At a recent executive workshop, a CFO said, “We sure know our costing down to the half-penny, but we do not have that same level of focus on our pricing.” We also polled participants at an industry conference and found at least five times more resources reviewing cost and expense than pricing. This atmosphere results in product teams bemoaning the ineffectiveness of the sales team and the sales team lamenting about incomplete or non-existent product positioning to build a compelling sales strategy.

How many times do your functional silos get in the way of closing a deal at target margin or even landing a new customer? The ramifications to revenue and profit can be immense.

What can we do to drive alignment and an understanding of the impact siloed decisions have on company profitability? How can we align resources in customer-facing teams not only to protect profits but to grow profits, too? Using all team members with a customer touchpoint, we can have the same number of folks focused on the revenue details as we do on cost and expense. Align the teams for a more detailed goal: identifying and monetizing a differentiated value that supports your customers’ growth and yours, too!

Here are some important steps you can take to align your customer-facing teams and move on to more profitable business:

  1. Create ongoing and frequent working sessions where the customer-facing teams engage in account planning and account strategy.
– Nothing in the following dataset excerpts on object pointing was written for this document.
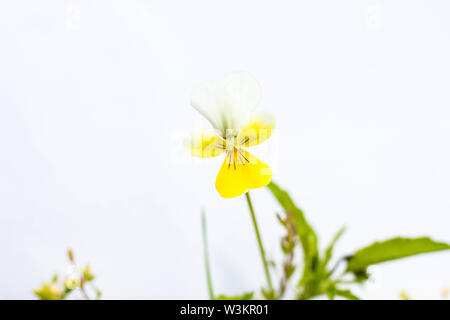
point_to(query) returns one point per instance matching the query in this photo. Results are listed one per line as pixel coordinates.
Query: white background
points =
(95, 96)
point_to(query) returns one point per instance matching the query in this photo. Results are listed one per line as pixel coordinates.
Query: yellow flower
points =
(229, 105)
Include members from marketing, finance and operations and anyone else who touches the account either face-to-face or behind the scenes.
  2. Give the teams a structure and common language to create an actionable negotiation plan and identify the selling scenario they face. How stiff is the competition? What is their selling position?
  3. Provide ample time for practice, organizational alignment and “devil’s advocate” input to test the strategy and pre-empt failure by adjusting the tactics for the actual customer conversation.
  4. Create an environment where the customer-facing teams can test their new approaches and learn as a team. Foster a forgiving environment so your folks learn from any stumbles.

Sales teams, on the front line with the customers, tend to feel pressured to know everything and handle everything on their own. I like to remind them that instead of being the single point of failure with the customer, they should see themselves as the conductor of the customer-facing team. Like an orchestra conductor, a salesperson must get the best out of the individuals in the organization – translating the customer into a sales plan and using comprehensive cross-functional communication and extensive practice to gain alignment for the “performance.” The end result is a team that can make better decisions for both the company and the customer.

In summary, assess the resource you have as a customer-facing team and align on your purpose. Leverage the great things the team does for customers, and get paid appropriately for what you accomplish. With a little change of mindset and a commitment to regroup, we can move beyond protecting profits to growing them for both our own organizations and our customers.